Direkte orale Antikoagulanzien sind nicht bei allen Erkrankungen die beste Wahl. In manchen Fällen stehen sie in puncto Wirksamkeit und Sicherheit hintenan.
DOAK sind beliebt
Direkte orale Antikoagulanzien (DOAK) stellen eine übliche Medikation in der Schlaganfallprophylaxe bei Vorhofflimmern sowie zur Behandlung und Prävention venöser Thromboembolien dar. Ihre Anwendung kann ohne turnusmäßige Gerinnungsmessungen erfolgen, auch deshalb werden sie häufig eingesetzt und den Vitamin-K-Antagonisten nicht selten vorgezogen. So verbreitet die Anwendung auch ist, schneiden Apixaban, Dabigatran, Edoxaban und Rivaroxaban im Vergleich zur empfohlenen Standardbehandlung bei anderen Indikationen mitunter schlechter ab.

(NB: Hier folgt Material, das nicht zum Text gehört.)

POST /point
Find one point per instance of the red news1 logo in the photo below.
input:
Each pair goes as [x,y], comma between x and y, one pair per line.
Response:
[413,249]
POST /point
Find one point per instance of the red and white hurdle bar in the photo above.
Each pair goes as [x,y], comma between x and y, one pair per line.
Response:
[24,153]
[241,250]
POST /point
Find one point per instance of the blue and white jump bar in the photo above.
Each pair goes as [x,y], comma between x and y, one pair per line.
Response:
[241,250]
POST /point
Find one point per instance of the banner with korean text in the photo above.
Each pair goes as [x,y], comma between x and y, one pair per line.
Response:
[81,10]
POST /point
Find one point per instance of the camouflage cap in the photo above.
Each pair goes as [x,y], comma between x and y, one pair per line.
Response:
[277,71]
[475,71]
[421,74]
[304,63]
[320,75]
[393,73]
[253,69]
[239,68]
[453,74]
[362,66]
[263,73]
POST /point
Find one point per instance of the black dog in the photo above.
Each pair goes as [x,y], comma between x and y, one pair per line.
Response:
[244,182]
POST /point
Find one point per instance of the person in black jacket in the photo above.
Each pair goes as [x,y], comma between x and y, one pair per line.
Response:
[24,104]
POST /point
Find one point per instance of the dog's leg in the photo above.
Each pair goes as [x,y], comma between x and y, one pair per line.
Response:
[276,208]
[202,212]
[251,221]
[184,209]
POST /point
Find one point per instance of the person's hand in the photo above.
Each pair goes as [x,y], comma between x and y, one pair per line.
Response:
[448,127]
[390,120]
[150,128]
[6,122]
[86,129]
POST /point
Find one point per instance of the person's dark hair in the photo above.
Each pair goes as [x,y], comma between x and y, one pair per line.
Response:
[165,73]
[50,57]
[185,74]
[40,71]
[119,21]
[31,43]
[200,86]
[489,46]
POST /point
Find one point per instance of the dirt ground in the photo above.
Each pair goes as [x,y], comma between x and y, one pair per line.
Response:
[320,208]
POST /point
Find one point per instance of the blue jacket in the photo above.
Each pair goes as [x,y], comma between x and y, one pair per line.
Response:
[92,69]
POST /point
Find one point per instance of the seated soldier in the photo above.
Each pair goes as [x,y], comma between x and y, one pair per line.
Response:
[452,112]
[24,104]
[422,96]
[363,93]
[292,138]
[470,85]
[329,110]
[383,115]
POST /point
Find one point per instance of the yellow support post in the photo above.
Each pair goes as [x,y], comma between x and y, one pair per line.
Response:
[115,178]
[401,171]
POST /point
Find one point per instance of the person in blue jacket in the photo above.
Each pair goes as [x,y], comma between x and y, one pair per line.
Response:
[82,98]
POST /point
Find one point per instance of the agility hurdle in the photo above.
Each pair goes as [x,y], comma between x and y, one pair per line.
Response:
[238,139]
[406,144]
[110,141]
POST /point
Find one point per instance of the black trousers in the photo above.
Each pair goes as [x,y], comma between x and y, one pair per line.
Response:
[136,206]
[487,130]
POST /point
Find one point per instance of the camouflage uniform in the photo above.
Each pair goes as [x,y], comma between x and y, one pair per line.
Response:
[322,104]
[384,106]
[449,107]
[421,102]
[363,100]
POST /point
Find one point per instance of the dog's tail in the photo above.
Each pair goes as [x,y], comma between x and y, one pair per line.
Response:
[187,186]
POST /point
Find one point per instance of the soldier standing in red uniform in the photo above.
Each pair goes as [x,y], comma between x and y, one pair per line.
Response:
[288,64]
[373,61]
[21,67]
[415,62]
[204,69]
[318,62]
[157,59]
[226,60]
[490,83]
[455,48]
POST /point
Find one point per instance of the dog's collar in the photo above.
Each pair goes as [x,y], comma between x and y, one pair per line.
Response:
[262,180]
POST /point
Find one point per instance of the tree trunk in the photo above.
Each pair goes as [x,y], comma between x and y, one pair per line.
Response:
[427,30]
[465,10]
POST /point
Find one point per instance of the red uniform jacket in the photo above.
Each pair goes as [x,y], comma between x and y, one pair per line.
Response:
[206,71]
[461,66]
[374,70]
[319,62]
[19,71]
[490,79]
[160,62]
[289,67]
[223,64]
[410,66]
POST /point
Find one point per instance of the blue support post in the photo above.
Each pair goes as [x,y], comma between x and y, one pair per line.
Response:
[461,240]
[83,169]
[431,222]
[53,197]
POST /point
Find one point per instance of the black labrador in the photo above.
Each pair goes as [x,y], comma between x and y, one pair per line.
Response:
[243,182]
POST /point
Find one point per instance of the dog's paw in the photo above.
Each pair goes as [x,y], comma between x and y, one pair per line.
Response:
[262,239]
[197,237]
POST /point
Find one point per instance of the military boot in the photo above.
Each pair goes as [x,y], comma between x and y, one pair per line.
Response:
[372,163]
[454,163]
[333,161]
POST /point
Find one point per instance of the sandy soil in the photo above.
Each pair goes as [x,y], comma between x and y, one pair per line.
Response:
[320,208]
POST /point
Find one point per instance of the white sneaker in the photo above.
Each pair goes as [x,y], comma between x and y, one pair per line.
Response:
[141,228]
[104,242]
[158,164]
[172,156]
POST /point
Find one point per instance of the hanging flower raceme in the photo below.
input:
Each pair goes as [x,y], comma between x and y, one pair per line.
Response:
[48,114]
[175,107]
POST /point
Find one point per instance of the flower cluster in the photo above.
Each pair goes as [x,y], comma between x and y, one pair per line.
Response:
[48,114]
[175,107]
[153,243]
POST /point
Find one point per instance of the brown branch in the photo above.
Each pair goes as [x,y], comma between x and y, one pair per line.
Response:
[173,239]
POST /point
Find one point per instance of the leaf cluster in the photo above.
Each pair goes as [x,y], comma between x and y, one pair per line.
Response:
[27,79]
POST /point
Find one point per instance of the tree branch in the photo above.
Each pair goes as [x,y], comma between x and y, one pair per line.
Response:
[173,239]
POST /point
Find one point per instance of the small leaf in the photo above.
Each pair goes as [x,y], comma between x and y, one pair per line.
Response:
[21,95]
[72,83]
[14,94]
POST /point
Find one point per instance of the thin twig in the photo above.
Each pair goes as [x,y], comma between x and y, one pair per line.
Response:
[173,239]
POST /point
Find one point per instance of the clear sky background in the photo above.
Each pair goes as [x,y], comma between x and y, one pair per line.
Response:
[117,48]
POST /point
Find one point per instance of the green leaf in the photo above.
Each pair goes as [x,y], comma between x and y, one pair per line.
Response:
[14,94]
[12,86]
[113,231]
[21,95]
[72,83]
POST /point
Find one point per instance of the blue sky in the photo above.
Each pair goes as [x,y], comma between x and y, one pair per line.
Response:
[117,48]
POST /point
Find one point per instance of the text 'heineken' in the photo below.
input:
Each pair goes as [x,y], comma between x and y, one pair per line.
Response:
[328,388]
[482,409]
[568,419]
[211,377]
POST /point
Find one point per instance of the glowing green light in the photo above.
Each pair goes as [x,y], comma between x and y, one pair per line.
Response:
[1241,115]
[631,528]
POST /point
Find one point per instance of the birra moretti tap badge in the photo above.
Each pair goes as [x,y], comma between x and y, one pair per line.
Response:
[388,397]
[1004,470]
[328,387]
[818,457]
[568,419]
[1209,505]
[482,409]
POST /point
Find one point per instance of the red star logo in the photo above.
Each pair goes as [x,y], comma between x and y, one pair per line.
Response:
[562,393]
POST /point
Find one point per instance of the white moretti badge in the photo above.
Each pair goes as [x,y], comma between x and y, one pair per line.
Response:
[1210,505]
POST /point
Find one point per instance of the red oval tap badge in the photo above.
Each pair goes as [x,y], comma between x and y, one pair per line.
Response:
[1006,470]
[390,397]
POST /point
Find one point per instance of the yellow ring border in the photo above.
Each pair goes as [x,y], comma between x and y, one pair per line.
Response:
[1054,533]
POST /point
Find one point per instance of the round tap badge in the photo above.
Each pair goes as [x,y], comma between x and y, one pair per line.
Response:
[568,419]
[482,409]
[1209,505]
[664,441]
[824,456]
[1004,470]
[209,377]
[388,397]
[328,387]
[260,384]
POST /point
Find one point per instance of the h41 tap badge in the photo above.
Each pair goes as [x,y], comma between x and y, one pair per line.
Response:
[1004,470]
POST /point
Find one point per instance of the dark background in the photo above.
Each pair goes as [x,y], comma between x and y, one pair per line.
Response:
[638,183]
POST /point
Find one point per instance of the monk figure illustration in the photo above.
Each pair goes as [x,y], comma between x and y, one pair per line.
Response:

Nicht bei Rheuma und mechanischen Herzklappen
Die Autoren eines aktuellen Reviews gingen der Frage nach, in welchen Fällen DOAK zur Antikoagulation nicht die Standardmedikation ersetzen sollten. Sie fanden randomisierte, kontrollierte Studien, die entsprechende Hinweise für eine geringe Wirksamkeit oder Sicherheit bei verschiedenen Patientengruppen lieferten. Diverse Studien zeigten, dass DOAK nicht die hohen Erwartungen erfüllen konnten. Sie wurden teilweise sogar wegen einer relativen Zunahme von thromboembolischen Ereignissen und Blutungen oder erhöhter Mortalität vorzeitig abgesetzt.
Demnach profitieren Personen mit mechanischen Herzklappen nicht in dem erhofften Maße, ebenso Patienten mit thrombotischem Antiphospholipid-Syndrom (eine durch zirkulierende Antiphospholipid-Antikörper verursachte Thrombophilie) sowie mit Vorhofflimmern in Verbindung mit rheumatischen Erkrankungen. Darüber hinaus scheinen DOAK bei kryptogenem Schlaganfall sowie linksventrikulären Thromben, nach Transkatheter-Aortenklappen-Implantation (TAVI) und zerebralen Venensinusthrombosen nicht überzeugend wirksam zu sein. Auch Patienten mit terminaler Nierenerkrankung zählen offenbar zu denen, die keinen Vorteil unter DOAK-Einnahme erfahren.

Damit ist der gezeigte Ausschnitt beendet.